そこで、ナポリなどのシャツはギャザーを多めに入れることで可動域を確保します。
ナポリは見た目と着心地の両立がうまいです。
英国人はジャケットを着用を前提にしているために袖山は低く、腕が上がりやすく、袖巾もかなり大きい物が多いです。
またカフスもイタリア系は手首にグッと締まるくらいきつめのものが多いです。
英国スタイルもイタリアスタイルもそれに合わせたシャツがなくては成立しません。
コルヴォではお客様のお好みのスタイルに合わせてご対応が可能です。
シャツの話(仕立て)
今日は仕立ての違いについて紹介いたします。
シャツはジャケットを着ると襟と胸しか見えないと油断するとスーツの魅力を落としてしまいます。
せっかくイセの多いスーツでもシャツがダメなら動きにくく、着疲れしてしまいます。
良いシャツは総じてミシンのピッチ(間隔)が狭いです。 これは、特に実用面では意味はありません。(笑)
ピッチが狭いと見た目にも精巧なつくりの印象を与えます。
動きを考慮し、良く動く脇下はピッチを広く取り、動かない襟などは狭いなど要所ごとにピッチの違う物は高級品によく見られます。
ひと昔前までは安価なシャツは脇の縫い目はロックミシンでしたが、最近は安価なシャツでも本縫いが主流です。
本縫いは縫い目を内側に織り込むことで洗濯によるダメージを防げることと、縫い目が肌にあたること避け、着心地が良くなります。
特に西洋ではシャツを下着とし、インナーも着ずに着るので、着心地には気を使います。
肩に皺が寄っている(ギャザーと言います)のはイセ量が多い、動きやすいシャツの証です。

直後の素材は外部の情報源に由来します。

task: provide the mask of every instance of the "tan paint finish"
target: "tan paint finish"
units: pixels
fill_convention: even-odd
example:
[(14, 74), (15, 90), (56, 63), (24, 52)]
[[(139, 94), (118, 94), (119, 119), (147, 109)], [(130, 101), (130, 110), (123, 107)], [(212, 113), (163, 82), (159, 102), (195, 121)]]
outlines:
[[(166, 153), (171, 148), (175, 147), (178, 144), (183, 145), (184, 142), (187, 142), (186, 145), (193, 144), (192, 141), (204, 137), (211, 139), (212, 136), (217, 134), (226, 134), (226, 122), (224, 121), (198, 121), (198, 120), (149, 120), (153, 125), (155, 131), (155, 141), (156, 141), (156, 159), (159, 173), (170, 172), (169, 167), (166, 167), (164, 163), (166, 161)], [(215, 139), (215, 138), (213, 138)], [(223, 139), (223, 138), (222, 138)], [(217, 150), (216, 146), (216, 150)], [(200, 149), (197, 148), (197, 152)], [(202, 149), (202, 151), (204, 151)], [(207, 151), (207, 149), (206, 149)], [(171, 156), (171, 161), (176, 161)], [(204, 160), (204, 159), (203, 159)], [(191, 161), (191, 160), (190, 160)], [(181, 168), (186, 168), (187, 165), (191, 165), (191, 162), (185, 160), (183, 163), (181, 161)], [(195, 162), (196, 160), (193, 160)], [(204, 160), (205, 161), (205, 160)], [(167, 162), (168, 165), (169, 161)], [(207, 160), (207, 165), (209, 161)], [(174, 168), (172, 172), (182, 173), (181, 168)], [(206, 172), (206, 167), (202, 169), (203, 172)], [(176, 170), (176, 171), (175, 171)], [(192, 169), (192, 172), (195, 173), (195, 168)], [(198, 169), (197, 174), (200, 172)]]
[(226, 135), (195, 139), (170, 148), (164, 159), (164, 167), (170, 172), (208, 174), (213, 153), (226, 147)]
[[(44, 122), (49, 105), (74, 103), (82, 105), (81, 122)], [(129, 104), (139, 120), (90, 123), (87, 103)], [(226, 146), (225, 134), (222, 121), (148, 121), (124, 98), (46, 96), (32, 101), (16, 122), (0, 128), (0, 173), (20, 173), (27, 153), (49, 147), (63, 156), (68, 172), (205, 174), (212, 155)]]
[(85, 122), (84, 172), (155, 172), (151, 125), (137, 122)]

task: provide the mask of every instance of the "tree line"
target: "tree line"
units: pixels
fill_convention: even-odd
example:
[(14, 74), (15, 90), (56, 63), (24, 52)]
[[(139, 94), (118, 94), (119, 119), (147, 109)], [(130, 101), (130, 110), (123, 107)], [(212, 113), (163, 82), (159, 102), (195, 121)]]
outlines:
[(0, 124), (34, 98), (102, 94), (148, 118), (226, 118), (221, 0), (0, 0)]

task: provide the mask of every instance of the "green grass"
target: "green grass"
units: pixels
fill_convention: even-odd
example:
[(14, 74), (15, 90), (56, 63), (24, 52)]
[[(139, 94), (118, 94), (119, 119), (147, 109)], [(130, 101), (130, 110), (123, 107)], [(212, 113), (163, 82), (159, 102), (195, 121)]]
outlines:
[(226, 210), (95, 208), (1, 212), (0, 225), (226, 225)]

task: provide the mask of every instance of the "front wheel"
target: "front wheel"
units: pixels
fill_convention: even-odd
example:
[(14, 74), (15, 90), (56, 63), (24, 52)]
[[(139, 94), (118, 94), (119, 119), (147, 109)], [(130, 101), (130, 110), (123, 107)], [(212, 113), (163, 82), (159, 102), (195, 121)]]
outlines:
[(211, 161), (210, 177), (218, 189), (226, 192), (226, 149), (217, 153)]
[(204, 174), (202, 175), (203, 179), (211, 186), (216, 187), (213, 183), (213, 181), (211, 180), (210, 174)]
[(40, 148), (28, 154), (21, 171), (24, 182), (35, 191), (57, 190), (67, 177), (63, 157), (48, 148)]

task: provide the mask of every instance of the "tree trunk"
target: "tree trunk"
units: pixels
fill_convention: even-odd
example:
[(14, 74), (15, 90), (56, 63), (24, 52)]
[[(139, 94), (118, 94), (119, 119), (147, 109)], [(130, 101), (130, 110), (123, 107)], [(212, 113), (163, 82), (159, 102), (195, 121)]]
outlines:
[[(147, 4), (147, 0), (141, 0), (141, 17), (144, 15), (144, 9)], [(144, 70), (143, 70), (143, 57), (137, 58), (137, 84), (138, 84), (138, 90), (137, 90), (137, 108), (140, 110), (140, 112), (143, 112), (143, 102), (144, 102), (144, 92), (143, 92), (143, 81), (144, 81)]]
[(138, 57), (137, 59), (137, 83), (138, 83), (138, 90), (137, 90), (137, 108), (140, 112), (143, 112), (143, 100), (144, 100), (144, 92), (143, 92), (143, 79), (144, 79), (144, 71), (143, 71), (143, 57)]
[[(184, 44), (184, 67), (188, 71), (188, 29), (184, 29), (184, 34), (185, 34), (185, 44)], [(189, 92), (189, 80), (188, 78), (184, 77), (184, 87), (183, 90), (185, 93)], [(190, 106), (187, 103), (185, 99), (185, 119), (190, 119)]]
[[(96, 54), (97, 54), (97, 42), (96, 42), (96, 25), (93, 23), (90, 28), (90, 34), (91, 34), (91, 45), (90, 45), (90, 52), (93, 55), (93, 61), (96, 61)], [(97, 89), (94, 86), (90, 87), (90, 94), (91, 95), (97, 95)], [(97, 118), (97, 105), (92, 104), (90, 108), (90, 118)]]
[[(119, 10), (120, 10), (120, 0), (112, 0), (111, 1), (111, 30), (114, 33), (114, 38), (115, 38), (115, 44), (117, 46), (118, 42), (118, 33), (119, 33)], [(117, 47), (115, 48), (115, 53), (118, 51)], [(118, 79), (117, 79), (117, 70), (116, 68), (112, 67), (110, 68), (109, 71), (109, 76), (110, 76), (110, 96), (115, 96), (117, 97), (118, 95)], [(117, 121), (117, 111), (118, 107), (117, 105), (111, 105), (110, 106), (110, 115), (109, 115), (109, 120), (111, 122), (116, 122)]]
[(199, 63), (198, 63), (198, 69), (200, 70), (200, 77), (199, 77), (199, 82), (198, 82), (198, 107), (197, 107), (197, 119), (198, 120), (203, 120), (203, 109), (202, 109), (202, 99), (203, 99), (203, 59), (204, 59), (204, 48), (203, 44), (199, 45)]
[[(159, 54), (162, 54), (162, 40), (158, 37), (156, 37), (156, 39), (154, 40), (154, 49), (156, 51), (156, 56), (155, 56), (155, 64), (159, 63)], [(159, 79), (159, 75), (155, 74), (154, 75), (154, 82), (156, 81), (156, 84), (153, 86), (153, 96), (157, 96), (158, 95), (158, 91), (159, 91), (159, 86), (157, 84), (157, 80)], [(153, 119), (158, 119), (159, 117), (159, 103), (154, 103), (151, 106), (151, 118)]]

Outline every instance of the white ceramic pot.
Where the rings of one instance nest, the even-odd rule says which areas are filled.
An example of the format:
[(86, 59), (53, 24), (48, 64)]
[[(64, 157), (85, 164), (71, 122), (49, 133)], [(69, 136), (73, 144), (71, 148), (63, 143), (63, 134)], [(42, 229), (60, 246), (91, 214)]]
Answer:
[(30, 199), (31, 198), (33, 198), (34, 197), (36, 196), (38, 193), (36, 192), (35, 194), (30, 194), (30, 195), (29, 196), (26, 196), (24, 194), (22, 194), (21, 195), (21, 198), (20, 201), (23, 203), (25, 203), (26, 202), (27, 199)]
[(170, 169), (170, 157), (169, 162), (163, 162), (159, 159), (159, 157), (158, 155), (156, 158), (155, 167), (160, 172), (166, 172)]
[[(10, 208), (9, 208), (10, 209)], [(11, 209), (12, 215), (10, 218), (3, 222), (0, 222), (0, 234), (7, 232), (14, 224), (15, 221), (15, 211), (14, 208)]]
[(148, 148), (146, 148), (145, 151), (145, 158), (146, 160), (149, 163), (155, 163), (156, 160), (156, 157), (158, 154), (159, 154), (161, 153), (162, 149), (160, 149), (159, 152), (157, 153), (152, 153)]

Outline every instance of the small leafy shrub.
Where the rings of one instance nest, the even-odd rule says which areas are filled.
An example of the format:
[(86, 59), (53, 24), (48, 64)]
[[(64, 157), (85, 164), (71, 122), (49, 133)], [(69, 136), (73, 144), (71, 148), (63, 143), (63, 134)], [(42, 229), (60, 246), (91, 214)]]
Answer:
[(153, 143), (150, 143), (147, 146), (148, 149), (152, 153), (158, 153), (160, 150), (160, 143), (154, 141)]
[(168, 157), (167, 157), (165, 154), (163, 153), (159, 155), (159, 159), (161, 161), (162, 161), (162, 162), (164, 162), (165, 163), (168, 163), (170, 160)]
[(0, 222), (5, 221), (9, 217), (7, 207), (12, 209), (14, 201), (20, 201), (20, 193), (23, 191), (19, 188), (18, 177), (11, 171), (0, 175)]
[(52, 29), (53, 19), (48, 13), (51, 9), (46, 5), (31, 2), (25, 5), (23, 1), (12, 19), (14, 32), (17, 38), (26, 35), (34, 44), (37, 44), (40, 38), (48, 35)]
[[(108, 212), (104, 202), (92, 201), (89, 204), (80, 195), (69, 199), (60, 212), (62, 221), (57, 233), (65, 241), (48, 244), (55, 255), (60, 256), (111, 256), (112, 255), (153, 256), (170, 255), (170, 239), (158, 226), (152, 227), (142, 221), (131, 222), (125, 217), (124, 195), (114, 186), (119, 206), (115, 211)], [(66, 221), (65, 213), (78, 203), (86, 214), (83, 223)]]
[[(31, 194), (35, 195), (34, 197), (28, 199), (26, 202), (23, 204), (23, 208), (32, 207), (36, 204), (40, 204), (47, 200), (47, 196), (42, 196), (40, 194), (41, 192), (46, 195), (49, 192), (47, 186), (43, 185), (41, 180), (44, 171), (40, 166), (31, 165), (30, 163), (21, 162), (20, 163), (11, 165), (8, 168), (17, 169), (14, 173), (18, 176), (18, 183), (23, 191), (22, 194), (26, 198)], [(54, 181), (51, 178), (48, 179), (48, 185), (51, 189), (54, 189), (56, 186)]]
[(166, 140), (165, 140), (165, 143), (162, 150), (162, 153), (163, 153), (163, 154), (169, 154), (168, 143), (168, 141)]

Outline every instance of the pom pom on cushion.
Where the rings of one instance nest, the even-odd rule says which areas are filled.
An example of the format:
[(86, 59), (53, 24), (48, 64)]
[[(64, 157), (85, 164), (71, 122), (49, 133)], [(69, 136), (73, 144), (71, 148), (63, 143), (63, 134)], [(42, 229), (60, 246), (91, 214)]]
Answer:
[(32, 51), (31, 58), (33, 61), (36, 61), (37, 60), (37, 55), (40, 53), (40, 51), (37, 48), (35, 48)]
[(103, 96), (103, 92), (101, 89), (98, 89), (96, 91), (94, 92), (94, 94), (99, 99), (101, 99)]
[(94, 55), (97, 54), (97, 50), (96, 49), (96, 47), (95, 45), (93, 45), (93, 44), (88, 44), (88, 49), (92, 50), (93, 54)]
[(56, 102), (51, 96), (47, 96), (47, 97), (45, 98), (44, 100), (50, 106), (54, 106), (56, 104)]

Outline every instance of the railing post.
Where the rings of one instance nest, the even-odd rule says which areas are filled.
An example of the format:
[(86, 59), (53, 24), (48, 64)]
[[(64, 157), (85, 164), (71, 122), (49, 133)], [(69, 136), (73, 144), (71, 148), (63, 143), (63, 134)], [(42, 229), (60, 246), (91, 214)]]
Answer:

好みが分かれるのですが、日本の仕立屋さんは皺を切る傾向があり、老舗でもシワのないシャツが多いです
よく言われる背中心に切れ目のあるスプリットヨークは立体裁断の証といわれますが、高級シャツで見たことはありません。
男性服の考え方に、いかに少ないパーツで立体に仕立てるかが良い仕立ての証となります。
(作り手からするとパーツが多いと生地の取り都合がよく、生地が少なく済むので、その言い訳かも)
高級シャツは襟のパターンが曲線であることが上げられます。これは別でご紹介いたします。